When Death Occurs at an ASC: Thoughts From Anne Dean, RN, BSN, The ADA Group

Anne Dean, RN, BSN, The ADA Group  -

As healthcare workers, we always know that there is a possibility that one of our patients will die on us. I began my nursing career in surgical intensive care in a very large teaching trauma center in San Antonio, Texas. The patients we got in the SICU were major traumas — thrown under a train by a jealous boyfriend, tied to the tracks by an irate pimp or mutilated by a husband. There was one 14-year-old boy who dove into a "too shallow" pool to retrieve his baseball hat while horsing around with his cronies and would now face a lifetime of quadriplegia.

One day when I came into the unit, I looked around and marched straight into the DON's office, where I put my application in to work charge nurse recovery. Those patients were asleep, and as soon as they woke up, they went to their rooms. There was minimum exposure to sadness and trauma. From there I went to the operating room, where all patients were asleep the whole time I took care of them. After being a trauma junkie, I entered the world of wellness nursing, in the guise of same-day surgery. I fell in love with it.

I have faced death in my beloved world of otherwise healthy patients. There was the patient we lost — a 46-year-old healthy woman who came in for a vein stripping and died because the esophagus was intubated rather than the trachea. There was the 45-year-old woman who came into another center for multiple plastic procedures and, after 11.5 hours of surgery, died upon exiting her car in her driveway of multiple pulmonary emboli.

We had the 86-year-old who was oxygen-dependent and who wasn't given oxygen during his stay in the center, consequently exiting the operating room with no vital signs. Nothing prepares you for such a loss. You are never fully prepared. We live in a world of wellness where our patients are, even with all their underlying health issues, truly class 1 and 2 ASAs who consider themselves otherwise healthy. We see them that way. We admit them, take their histories, take their vital signs, listen to their stories, meet their care persons, laugh with them, get frustrated, give them instructions, put them in the car and wave at them as they leave.
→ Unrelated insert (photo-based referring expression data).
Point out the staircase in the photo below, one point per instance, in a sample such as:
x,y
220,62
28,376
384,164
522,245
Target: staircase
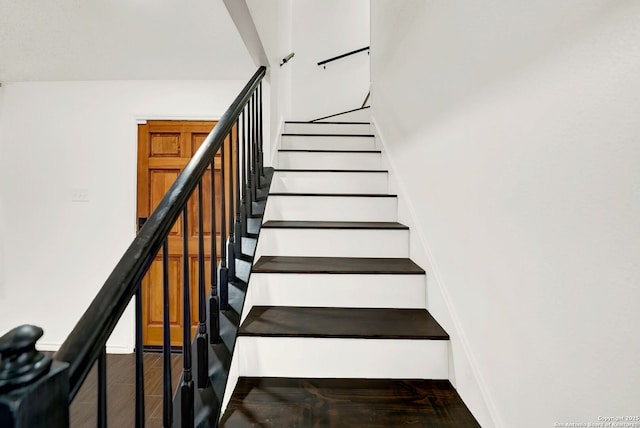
x,y
335,330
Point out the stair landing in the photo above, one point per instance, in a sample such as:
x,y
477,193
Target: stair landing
x,y
348,403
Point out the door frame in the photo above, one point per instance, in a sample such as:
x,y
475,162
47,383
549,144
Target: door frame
x,y
142,119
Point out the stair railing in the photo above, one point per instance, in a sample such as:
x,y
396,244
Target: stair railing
x,y
324,63
36,389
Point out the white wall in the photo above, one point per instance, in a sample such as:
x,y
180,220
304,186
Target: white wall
x,y
273,21
55,136
2,236
323,29
513,128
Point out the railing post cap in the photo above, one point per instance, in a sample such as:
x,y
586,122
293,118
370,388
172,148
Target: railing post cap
x,y
20,362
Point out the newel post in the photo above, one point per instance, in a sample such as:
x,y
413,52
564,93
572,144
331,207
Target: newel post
x,y
34,389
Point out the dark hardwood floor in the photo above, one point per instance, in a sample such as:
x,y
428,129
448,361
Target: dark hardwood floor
x,y
348,403
121,392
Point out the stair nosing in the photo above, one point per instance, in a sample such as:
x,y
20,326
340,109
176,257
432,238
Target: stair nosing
x,y
329,266
332,170
359,317
363,225
326,123
355,195
329,151
297,134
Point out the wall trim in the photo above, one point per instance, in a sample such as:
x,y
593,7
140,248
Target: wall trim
x,y
439,281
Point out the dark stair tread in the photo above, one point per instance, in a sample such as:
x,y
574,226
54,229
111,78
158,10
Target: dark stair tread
x,y
300,134
362,323
329,151
346,403
336,265
357,195
285,224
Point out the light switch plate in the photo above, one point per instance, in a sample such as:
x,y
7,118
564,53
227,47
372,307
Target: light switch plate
x,y
80,194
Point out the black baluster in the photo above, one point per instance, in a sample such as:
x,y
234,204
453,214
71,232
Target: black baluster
x,y
260,129
237,227
224,275
247,170
254,176
139,361
186,388
214,304
167,389
201,338
102,389
231,257
243,172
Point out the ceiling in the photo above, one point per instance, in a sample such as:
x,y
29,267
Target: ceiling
x,y
120,40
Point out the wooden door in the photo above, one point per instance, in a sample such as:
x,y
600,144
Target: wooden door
x,y
164,148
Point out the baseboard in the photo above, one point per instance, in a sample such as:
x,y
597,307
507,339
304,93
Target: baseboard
x,y
485,412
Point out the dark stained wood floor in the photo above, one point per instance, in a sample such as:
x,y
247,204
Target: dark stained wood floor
x,y
121,392
365,323
348,403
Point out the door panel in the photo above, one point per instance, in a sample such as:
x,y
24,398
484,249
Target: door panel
x,y
164,149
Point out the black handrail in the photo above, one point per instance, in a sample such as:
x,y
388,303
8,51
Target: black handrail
x,y
338,114
87,340
335,58
287,58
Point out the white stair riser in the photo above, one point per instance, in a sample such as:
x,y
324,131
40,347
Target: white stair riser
x,y
342,358
330,182
331,208
328,143
330,160
336,290
327,128
333,242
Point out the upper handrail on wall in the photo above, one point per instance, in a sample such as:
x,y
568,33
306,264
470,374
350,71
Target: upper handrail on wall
x,y
287,58
335,58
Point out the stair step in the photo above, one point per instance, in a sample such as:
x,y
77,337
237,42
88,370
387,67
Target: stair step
x,y
328,181
356,323
316,141
327,128
331,207
340,239
337,265
382,403
330,159
289,224
345,290
342,342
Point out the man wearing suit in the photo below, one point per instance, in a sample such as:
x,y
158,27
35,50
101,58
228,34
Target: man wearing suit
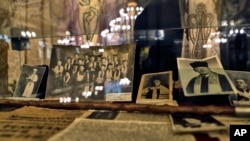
x,y
243,90
207,81
157,91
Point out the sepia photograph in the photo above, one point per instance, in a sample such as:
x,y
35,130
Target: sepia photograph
x,y
155,88
204,77
95,73
241,80
182,123
29,81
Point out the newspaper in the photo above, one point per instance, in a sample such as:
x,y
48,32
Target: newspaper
x,y
118,130
32,123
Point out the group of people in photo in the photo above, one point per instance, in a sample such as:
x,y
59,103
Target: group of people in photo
x,y
90,73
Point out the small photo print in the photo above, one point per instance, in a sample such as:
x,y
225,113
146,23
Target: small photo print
x,y
29,81
91,74
182,123
155,88
206,76
241,80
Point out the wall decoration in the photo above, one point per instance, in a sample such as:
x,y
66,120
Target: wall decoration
x,y
95,73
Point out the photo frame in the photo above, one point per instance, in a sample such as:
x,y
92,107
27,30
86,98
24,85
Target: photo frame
x,y
155,88
241,80
94,74
30,82
200,77
183,123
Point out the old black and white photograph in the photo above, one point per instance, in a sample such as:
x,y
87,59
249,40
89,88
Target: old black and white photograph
x,y
155,87
29,81
95,73
204,77
182,123
241,81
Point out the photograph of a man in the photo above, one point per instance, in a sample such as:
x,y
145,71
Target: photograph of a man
x,y
204,77
157,89
207,80
155,86
243,90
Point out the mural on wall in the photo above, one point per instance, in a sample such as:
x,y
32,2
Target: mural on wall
x,y
53,18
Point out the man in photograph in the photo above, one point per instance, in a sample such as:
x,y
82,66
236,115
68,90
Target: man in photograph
x,y
31,80
157,91
207,81
243,90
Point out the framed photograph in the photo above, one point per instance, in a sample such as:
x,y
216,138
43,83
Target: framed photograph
x,y
241,80
182,123
29,82
206,76
95,73
155,88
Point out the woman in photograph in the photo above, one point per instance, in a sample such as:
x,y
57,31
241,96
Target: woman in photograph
x,y
31,79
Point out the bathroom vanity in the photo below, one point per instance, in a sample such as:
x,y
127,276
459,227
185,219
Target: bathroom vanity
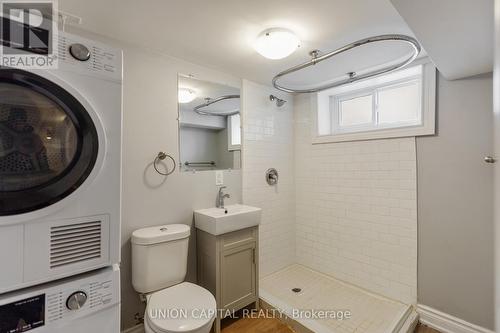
x,y
227,257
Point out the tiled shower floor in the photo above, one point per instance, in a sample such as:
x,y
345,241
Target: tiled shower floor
x,y
369,312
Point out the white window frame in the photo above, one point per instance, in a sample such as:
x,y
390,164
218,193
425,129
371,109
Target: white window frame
x,y
329,99
230,146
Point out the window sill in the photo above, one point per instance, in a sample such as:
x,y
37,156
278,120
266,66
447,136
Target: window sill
x,y
375,135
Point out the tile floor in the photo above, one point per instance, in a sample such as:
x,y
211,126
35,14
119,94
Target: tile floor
x,y
370,313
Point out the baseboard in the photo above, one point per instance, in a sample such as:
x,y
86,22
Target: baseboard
x,y
135,329
447,323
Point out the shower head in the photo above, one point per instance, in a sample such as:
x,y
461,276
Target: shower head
x,y
279,102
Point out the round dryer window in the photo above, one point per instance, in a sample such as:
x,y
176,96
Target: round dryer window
x,y
48,142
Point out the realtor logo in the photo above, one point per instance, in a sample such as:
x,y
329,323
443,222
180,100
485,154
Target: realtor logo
x,y
28,33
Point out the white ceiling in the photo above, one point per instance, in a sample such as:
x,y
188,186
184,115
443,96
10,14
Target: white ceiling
x,y
457,34
219,33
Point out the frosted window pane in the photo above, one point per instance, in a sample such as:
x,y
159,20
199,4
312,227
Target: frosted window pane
x,y
399,104
356,111
235,130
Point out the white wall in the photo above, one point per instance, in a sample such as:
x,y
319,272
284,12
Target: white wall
x,y
356,209
150,125
496,137
268,143
455,205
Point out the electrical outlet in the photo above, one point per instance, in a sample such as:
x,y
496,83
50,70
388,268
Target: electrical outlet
x,y
219,177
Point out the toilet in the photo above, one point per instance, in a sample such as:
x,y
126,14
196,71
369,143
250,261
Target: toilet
x,y
159,265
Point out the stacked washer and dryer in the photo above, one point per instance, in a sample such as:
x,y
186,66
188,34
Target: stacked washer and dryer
x,y
60,184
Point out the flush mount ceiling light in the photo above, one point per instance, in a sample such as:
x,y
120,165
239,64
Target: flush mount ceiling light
x,y
276,43
186,95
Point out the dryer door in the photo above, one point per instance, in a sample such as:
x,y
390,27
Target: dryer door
x,y
48,142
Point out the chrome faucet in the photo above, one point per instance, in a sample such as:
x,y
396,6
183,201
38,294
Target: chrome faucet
x,y
220,197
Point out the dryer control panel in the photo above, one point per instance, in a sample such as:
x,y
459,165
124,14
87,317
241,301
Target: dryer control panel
x,y
59,303
89,57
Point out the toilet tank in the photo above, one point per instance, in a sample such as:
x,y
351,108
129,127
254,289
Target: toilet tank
x,y
159,257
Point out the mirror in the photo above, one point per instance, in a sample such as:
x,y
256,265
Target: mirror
x,y
209,125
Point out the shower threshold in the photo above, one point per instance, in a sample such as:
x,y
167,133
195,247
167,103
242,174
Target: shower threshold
x,y
314,302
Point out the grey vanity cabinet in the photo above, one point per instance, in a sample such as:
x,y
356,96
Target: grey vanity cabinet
x,y
227,265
"There," I used to say jokingly as I marked another name off the schedule. "Another one bites the dust!" We had returned another patient to his family — another success. We become conditioned that this is the way it is and should be. We become gradually complacent that it will always be that way. We let down our guard, and we start going on automatic pilot. We become drones addicted to the routine of everyday life in a busy surgery center — and then it happens. It is catastrophic: A child dies on our table, and we work frantically, doing everything we know how to do to save this child. But it doesn't work. We have left with the horrific impact, and the horror of facing a family with now empty arms.

I remember once, when working recovery, having a three-year-old little girl brought to me from the OR wrapped in a pink blanket. Her long, black lashes lay silent on her cold, still body. As I carried her in my arms to the morgue down the back steps, I was faced with her parents coming up the stairs from the cafeteria. I just sat down with them right there and handed them their baby. We held one another and cried. There was nothing else that could be done.

A coworker broke down in tears when she heard of the loss at the surgery center. I tossed and turned all night. We had them bring in a grief counselor for the staff. My coworker reminded me that every time a patient comes to our center, holds out their wrist and we affix a wristband, the patient is now "at risk." We must never forget that and must stay alert and ever-ready.